On January 25, 2002, the focus of the work shifted from recovery and excavation to the study and identification of the human remains. Once all the bones were removed from the submarine, Owsley and Jantz returned to Charleston to begin reconstructing the remains. They compiled forensic and skeletal data and existing archeological records with historical and genealogical information available for each crewmember. The skulls of the soldiers were very well preserved, allowing Owsley to reconstruct facial features, revealing what each crew member may have looked like. The primary goal was to distinguish and identify the crew members and their remains in order to provide a proper burial.

The forensic analysis of the human remains determined that four men were American, while the others were from Europe. The assessment and determining factors were based on chemical markings left on the teeth and bones, due to the predominant cultural components of their diet. Four of the men had eaten large quantities of maize (or corn), which is considered a staple of the American diet, while the other men primarily ate grains, including wheat and rye, both of which are staples of a European diet. Through careful examination of American Civil War records in comparison with DNA studies performed with the cooperation of possible relatives, forensic genealogist Linda Abrams was able to identify the remains of Lt. Dixon and three other Americans, including Frank G. Collins of Fredericksburg, Virginia; Joseph Ridgaway; and James A. Wicks.
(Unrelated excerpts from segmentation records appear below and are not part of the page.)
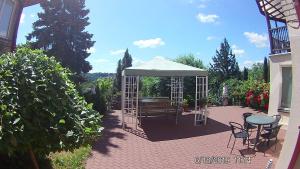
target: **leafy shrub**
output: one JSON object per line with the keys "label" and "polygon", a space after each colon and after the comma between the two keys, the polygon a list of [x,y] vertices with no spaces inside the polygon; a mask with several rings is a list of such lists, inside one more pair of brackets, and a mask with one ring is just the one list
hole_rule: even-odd
{"label": "leafy shrub", "polygon": [[93,104],[93,109],[105,114],[111,107],[113,95],[113,79],[99,78],[80,85],[80,91],[88,103]]}
{"label": "leafy shrub", "polygon": [[225,81],[228,87],[229,101],[240,102],[244,106],[255,109],[268,110],[269,83],[257,80],[241,81],[229,79]]}
{"label": "leafy shrub", "polygon": [[20,48],[0,57],[0,153],[47,155],[99,136],[101,117],[70,75],[39,50]]}

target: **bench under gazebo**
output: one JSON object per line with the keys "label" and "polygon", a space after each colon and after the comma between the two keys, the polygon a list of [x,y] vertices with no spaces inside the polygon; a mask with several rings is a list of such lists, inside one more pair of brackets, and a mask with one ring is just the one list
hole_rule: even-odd
{"label": "bench under gazebo", "polygon": [[[170,77],[170,97],[144,98],[139,94],[141,77]],[[176,124],[182,113],[183,78],[195,77],[195,118],[194,125],[206,124],[207,110],[200,101],[208,95],[208,72],[203,69],[173,62],[164,58],[154,59],[122,72],[122,126],[134,123],[141,125],[142,118],[149,116],[174,115]]]}

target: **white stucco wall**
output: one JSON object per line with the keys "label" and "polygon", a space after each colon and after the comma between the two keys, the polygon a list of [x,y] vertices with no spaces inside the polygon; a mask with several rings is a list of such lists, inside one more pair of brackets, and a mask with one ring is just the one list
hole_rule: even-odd
{"label": "white stucco wall", "polygon": [[278,114],[281,102],[282,67],[291,67],[291,53],[270,56],[270,100],[269,115]]}
{"label": "white stucco wall", "polygon": [[[283,0],[283,3],[291,4],[292,0]],[[291,14],[287,11],[287,14]],[[290,22],[296,19],[295,15],[288,15],[288,29],[291,42],[291,56],[292,56],[292,71],[293,71],[293,84],[292,84],[292,105],[290,112],[289,125],[287,128],[282,151],[276,165],[276,169],[287,169],[291,161],[295,145],[297,143],[300,125],[300,28],[299,22]],[[298,166],[299,168],[299,166]]]}

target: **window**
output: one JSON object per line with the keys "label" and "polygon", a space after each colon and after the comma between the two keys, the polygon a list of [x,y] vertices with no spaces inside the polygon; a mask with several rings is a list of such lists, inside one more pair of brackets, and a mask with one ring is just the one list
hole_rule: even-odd
{"label": "window", "polygon": [[0,37],[8,38],[14,5],[13,0],[0,0]]}

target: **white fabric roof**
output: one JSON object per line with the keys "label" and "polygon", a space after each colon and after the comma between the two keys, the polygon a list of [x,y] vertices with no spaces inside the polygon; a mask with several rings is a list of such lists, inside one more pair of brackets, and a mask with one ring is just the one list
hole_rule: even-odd
{"label": "white fabric roof", "polygon": [[207,74],[206,70],[160,57],[123,70],[125,76],[207,76]]}

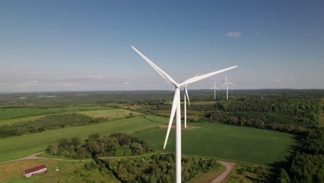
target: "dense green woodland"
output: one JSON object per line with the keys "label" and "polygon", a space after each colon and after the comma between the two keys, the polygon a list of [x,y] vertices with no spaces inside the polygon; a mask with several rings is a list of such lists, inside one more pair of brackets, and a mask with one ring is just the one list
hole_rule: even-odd
{"label": "dense green woodland", "polygon": [[[159,103],[145,105],[139,110],[159,115],[159,110],[170,108],[170,104]],[[280,96],[216,101],[215,104],[193,103],[187,105],[187,110],[204,114],[198,121],[223,122],[298,134],[305,132],[307,128],[318,126],[322,106],[320,98]],[[188,121],[195,121],[190,116]]]}
{"label": "dense green woodland", "polygon": [[[154,155],[140,158],[120,159],[118,161],[95,161],[75,171],[84,182],[92,182],[91,173],[100,171],[102,175],[112,172],[121,182],[175,182],[174,155]],[[182,182],[197,176],[201,173],[219,170],[220,164],[215,159],[183,157]]]}
{"label": "dense green woodland", "polygon": [[78,113],[45,116],[33,121],[0,125],[0,138],[19,136],[26,133],[41,132],[66,126],[80,126],[99,123],[98,119]]}
{"label": "dense green woodland", "polygon": [[[213,91],[189,90],[191,105],[187,105],[188,120],[189,122],[222,122],[298,134],[298,146],[287,162],[288,167],[275,167],[278,174],[249,167],[237,169],[238,174],[256,173],[261,177],[261,182],[269,182],[273,180],[269,177],[273,176],[277,177],[278,182],[282,183],[324,182],[323,129],[318,128],[324,110],[321,99],[323,94],[324,90],[231,90],[229,100],[226,101],[224,91],[217,93],[214,100]],[[58,109],[55,107],[60,107],[105,108],[108,106],[168,117],[172,97],[172,93],[165,91],[2,94],[0,94],[0,112],[3,113],[0,114],[31,108],[38,112],[38,109],[55,111]],[[30,116],[22,113],[21,111],[17,117]],[[48,114],[39,114],[48,115],[32,121],[7,125],[0,124],[0,138],[86,125],[102,120],[77,113]],[[0,119],[10,119],[5,116],[0,116]],[[150,151],[146,142],[124,134],[108,137],[92,134],[85,141],[76,137],[60,139],[57,144],[49,145],[46,151],[52,155],[68,158],[92,157],[93,162],[86,164],[75,172],[84,182],[92,181],[89,174],[91,170],[99,171],[102,174],[112,173],[122,182],[174,182],[174,156],[171,155],[109,162],[98,158],[132,156]],[[199,172],[217,169],[219,165],[215,160],[186,157],[183,159],[183,181],[187,182]]]}
{"label": "dense green woodland", "polygon": [[148,152],[149,147],[145,141],[125,134],[111,134],[102,137],[93,134],[84,141],[78,137],[60,139],[57,144],[48,145],[45,152],[52,155],[82,159],[93,156],[138,155]]}

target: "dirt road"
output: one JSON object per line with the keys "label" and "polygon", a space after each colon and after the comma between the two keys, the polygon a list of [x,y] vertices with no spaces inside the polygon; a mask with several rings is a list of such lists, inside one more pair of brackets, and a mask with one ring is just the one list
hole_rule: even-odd
{"label": "dirt road", "polygon": [[[37,155],[42,153],[44,153],[44,152],[40,152],[37,153],[35,153],[33,155],[31,155],[28,157],[22,157],[20,159],[13,159],[13,160],[10,160],[10,161],[6,161],[6,162],[0,162],[0,164],[3,163],[7,163],[7,162],[15,162],[15,161],[19,161],[19,160],[26,160],[26,159],[52,159],[52,160],[57,160],[57,161],[67,161],[67,162],[85,162],[85,161],[90,161],[92,160],[92,159],[60,159],[60,158],[52,158],[52,157],[38,157]],[[150,156],[150,155],[156,155],[156,153],[150,153],[150,154],[145,154],[145,155],[137,155],[137,156],[132,156],[132,157],[99,157],[100,159],[122,159],[122,158],[132,158],[132,157],[143,157],[143,156]],[[170,154],[168,152],[161,152],[161,154]],[[233,168],[235,166],[236,164],[233,163],[233,162],[224,162],[224,161],[217,161],[218,162],[222,164],[224,166],[226,167],[226,171],[224,171],[223,173],[222,173],[219,176],[216,177],[212,183],[220,183],[222,181],[224,181],[228,174],[231,173],[232,171]]]}
{"label": "dirt road", "polygon": [[220,183],[224,181],[228,174],[232,171],[233,168],[236,166],[235,163],[233,162],[224,162],[224,161],[217,161],[218,162],[222,164],[224,166],[226,167],[226,171],[222,173],[219,176],[215,178],[211,183]]}

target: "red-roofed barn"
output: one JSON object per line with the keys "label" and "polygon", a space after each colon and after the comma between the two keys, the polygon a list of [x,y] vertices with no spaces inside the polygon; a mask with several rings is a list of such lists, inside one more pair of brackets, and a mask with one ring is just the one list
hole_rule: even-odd
{"label": "red-roofed barn", "polygon": [[35,166],[31,168],[26,169],[23,171],[23,176],[26,177],[29,177],[36,174],[42,173],[46,172],[47,170],[46,166],[44,164]]}

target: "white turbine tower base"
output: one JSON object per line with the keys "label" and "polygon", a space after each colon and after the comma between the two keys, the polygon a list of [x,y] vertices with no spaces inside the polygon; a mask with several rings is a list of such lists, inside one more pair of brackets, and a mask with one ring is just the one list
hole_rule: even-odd
{"label": "white turbine tower base", "polygon": [[[163,70],[157,67],[153,62],[150,59],[145,57],[142,53],[138,51],[135,47],[132,46],[132,48],[140,56],[141,56],[149,64],[150,64],[154,69],[159,73],[162,78],[165,79],[167,81],[173,84],[175,87],[174,96],[173,97],[172,107],[171,109],[171,114],[169,120],[169,124],[168,125],[168,131],[165,137],[165,141],[164,142],[163,149],[165,148],[165,146],[168,142],[168,138],[169,137],[170,131],[171,130],[171,127],[172,125],[173,118],[174,117],[174,114],[177,112],[176,114],[176,182],[181,182],[181,107],[180,107],[180,89],[184,87],[186,94],[188,96],[188,92],[186,87],[188,85],[191,84],[195,82],[203,80],[206,78],[214,76],[215,74],[222,73],[234,68],[237,67],[237,66],[234,66],[228,67],[224,69],[219,71],[206,73],[201,75],[199,76],[195,76],[191,78],[189,78],[181,83],[177,83],[175,82],[168,73],[166,73]],[[185,96],[186,96],[185,94]],[[189,98],[188,98],[189,101]],[[186,99],[185,99],[186,100]],[[186,124],[185,124],[186,125]]]}
{"label": "white turbine tower base", "polygon": [[224,86],[225,86],[225,85],[226,85],[226,101],[228,100],[228,84],[230,85],[232,85],[233,86],[235,86],[235,85],[233,84],[232,82],[229,82],[228,80],[227,80],[227,76],[226,74],[225,74],[225,78],[226,80],[226,82],[225,83],[224,83],[223,85],[222,85],[221,87],[223,87]]}

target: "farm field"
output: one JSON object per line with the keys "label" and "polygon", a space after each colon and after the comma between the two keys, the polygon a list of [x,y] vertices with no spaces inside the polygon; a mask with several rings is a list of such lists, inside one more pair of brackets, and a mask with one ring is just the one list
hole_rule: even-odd
{"label": "farm field", "polygon": [[24,134],[0,139],[0,162],[26,157],[43,151],[57,139],[78,137],[87,139],[91,134],[108,135],[111,133],[126,134],[160,126],[161,123],[145,119],[143,116],[118,119],[85,126],[70,127]]}
{"label": "farm field", "polygon": [[2,119],[0,120],[0,125],[10,125],[13,123],[19,123],[19,122],[26,122],[36,120],[37,119],[42,118],[46,115],[39,115],[39,116],[30,116],[28,117],[17,118],[17,119]]}
{"label": "farm field", "polygon": [[103,118],[107,120],[125,118],[129,116],[138,116],[144,115],[142,113],[124,109],[110,109],[91,111],[79,111],[77,113],[87,115],[92,118]]}
{"label": "farm field", "polygon": [[89,111],[109,109],[109,107],[67,107],[53,108],[3,108],[0,109],[0,120],[30,116],[62,113],[76,111]]}
{"label": "farm field", "polygon": [[[269,164],[285,161],[294,145],[294,135],[275,131],[219,123],[190,123],[198,129],[182,130],[182,152],[222,159]],[[134,134],[146,140],[152,148],[163,150],[167,129]],[[174,130],[170,132],[167,151],[174,151]]]}
{"label": "farm field", "polygon": [[[45,164],[47,172],[33,176],[24,177],[21,173],[24,170],[38,165]],[[83,167],[84,162],[57,161],[52,159],[28,159],[0,164],[0,182],[82,182],[82,177],[78,176],[74,171]],[[55,168],[60,171],[55,171]],[[102,179],[99,171],[91,172],[96,177]],[[112,175],[104,177],[109,182],[119,182]]]}

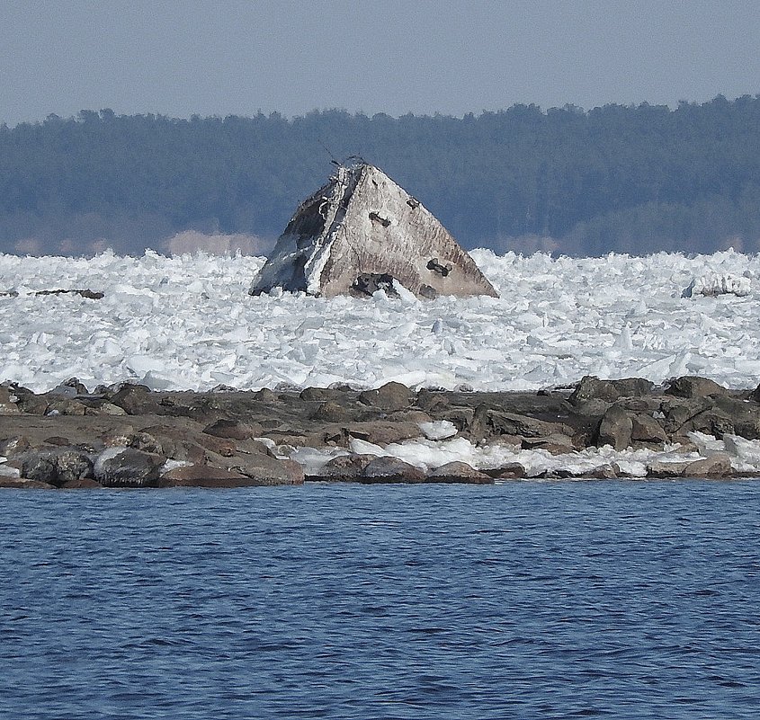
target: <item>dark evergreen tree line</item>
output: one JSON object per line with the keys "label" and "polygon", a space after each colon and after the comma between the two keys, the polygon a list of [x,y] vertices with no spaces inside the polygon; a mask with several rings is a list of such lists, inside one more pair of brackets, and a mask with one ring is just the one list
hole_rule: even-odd
{"label": "dark evergreen tree line", "polygon": [[193,228],[275,237],[358,155],[468,247],[760,250],[760,95],[457,119],[340,111],[175,120],[109,110],[0,127],[0,251],[139,253]]}

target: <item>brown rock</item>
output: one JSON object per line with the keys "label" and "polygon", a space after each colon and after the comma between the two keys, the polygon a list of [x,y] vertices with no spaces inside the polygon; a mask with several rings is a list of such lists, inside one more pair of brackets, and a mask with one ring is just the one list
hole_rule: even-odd
{"label": "brown rock", "polygon": [[386,412],[403,410],[415,399],[415,394],[401,383],[389,382],[376,390],[364,390],[359,394],[359,401],[378,407]]}
{"label": "brown rock", "polygon": [[464,483],[467,484],[491,484],[494,478],[476,470],[464,462],[451,462],[431,470],[425,480],[427,483]]}
{"label": "brown rock", "polygon": [[360,483],[424,483],[425,473],[398,458],[375,458],[359,477]]}
{"label": "brown rock", "polygon": [[522,438],[546,438],[549,435],[572,437],[573,429],[561,422],[547,422],[530,415],[514,413],[488,413],[488,422],[499,435],[519,435]]}
{"label": "brown rock", "polygon": [[611,405],[596,433],[596,446],[612,445],[616,450],[624,450],[630,446],[633,422],[628,413],[618,405]]}
{"label": "brown rock", "polygon": [[732,472],[731,458],[723,453],[716,453],[689,463],[681,475],[684,477],[728,477]]}
{"label": "brown rock", "polygon": [[6,386],[0,385],[0,415],[21,414],[17,400],[17,396]]}
{"label": "brown rock", "polygon": [[245,475],[253,481],[251,484],[298,485],[304,481],[303,469],[297,462],[260,453],[230,458],[227,469]]}
{"label": "brown rock", "polygon": [[526,450],[547,450],[552,455],[573,452],[573,441],[567,435],[548,435],[545,438],[523,438],[522,447]]}
{"label": "brown rock", "polygon": [[60,400],[51,400],[48,403],[48,409],[45,412],[46,415],[85,415],[87,414],[87,405],[80,403],[77,400],[68,400],[62,398]]}
{"label": "brown rock", "polygon": [[689,465],[691,465],[689,460],[675,462],[654,460],[647,466],[647,476],[658,478],[680,477]]}
{"label": "brown rock", "polygon": [[611,382],[621,397],[644,397],[649,395],[655,387],[651,380],[645,380],[643,378],[623,378]]}
{"label": "brown rock", "polygon": [[65,450],[54,456],[57,478],[54,484],[63,485],[69,482],[93,477],[93,462],[83,452]]}
{"label": "brown rock", "polygon": [[[215,438],[227,438],[228,440],[250,440],[254,435],[261,433],[261,425],[251,428],[237,420],[221,419],[211,422],[203,428],[207,435],[213,435]],[[255,432],[254,432],[255,431]]]}
{"label": "brown rock", "polygon": [[330,390],[326,387],[304,387],[300,391],[299,397],[307,403],[311,403],[315,401],[324,402],[326,400],[333,400],[336,395],[335,390]]}
{"label": "brown rock", "polygon": [[103,490],[103,485],[92,477],[82,477],[67,480],[60,488],[61,490]]}
{"label": "brown rock", "polygon": [[234,470],[210,465],[189,465],[175,467],[158,478],[158,487],[251,487],[260,484],[257,479]]}
{"label": "brown rock", "polygon": [[0,455],[10,458],[28,450],[30,447],[29,438],[25,435],[14,435],[0,440]]}
{"label": "brown rock", "polygon": [[104,487],[150,487],[166,458],[134,448],[111,448],[94,463],[94,476]]}
{"label": "brown rock", "polygon": [[0,475],[0,487],[15,488],[19,490],[55,490],[55,485],[42,483],[40,480],[25,480],[22,477],[8,477]]}
{"label": "brown rock", "polygon": [[124,385],[110,399],[112,404],[118,405],[130,415],[161,415],[165,411],[156,396],[144,385]]}
{"label": "brown rock", "polygon": [[586,375],[581,378],[568,400],[570,404],[578,405],[588,400],[613,403],[618,397],[620,397],[620,393],[611,380],[600,380],[595,375]]}
{"label": "brown rock", "polygon": [[17,405],[27,415],[44,415],[48,412],[48,401],[40,395],[24,393],[20,395]]}
{"label": "brown rock", "polygon": [[718,383],[709,380],[707,378],[695,376],[684,376],[677,378],[665,391],[666,395],[673,395],[676,397],[707,397],[709,396],[724,396],[728,390]]}
{"label": "brown rock", "polygon": [[351,417],[351,413],[343,405],[332,400],[322,403],[317,410],[311,413],[311,420],[323,422],[342,422]]}
{"label": "brown rock", "polygon": [[357,438],[380,446],[422,436],[422,431],[416,422],[352,422],[342,430],[347,438]]}
{"label": "brown rock", "polygon": [[663,444],[667,442],[667,433],[651,415],[636,414],[630,417],[630,440],[641,443]]}
{"label": "brown rock", "polygon": [[323,465],[319,474],[312,479],[334,483],[356,483],[364,472],[364,468],[374,458],[374,455],[339,455]]}
{"label": "brown rock", "polygon": [[524,466],[520,463],[507,463],[501,467],[488,470],[487,474],[496,480],[518,480],[525,477],[527,471]]}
After 140 years to the day, on April 17, 2004, the remains of the Hunley crew were laid to rest at Magnolia Cemetery in Charleston, South Carolina. Several thousand people participated in a funeral procession, including approximately 6,000 American Civil War reenactors, 4,000 civilians wearing period clothing, and color guards from all five branches of the U.S. armed forces. Even though only two of the crew were from the Confederate States, all were buried with full Confederate honors, including burial with the Confederate national flag.

== Exhibits ==
Owsley's primary research is focused on human skeletal remains from the 17th-century Chesapeake
region of Virginia and Maryland. The results of this research have been presented to the public in an exhibition at the Smithsonian's Museum of Natural History entitled "Written in Bone: Forensic Files of the 17th-Century Chesapeake". Dr. Owsley is the co-curator of the exhibition, along with Kari Bruwelheide. The exhibition was held February 7, 2009, and closed on January 6, 2014.

== Honors and awards ==
The Secretary's Research Prize is awarded to Smithsonian employees who have done exemplary work in publications, exhibitions, or other research. Ten prizes are awarded every year.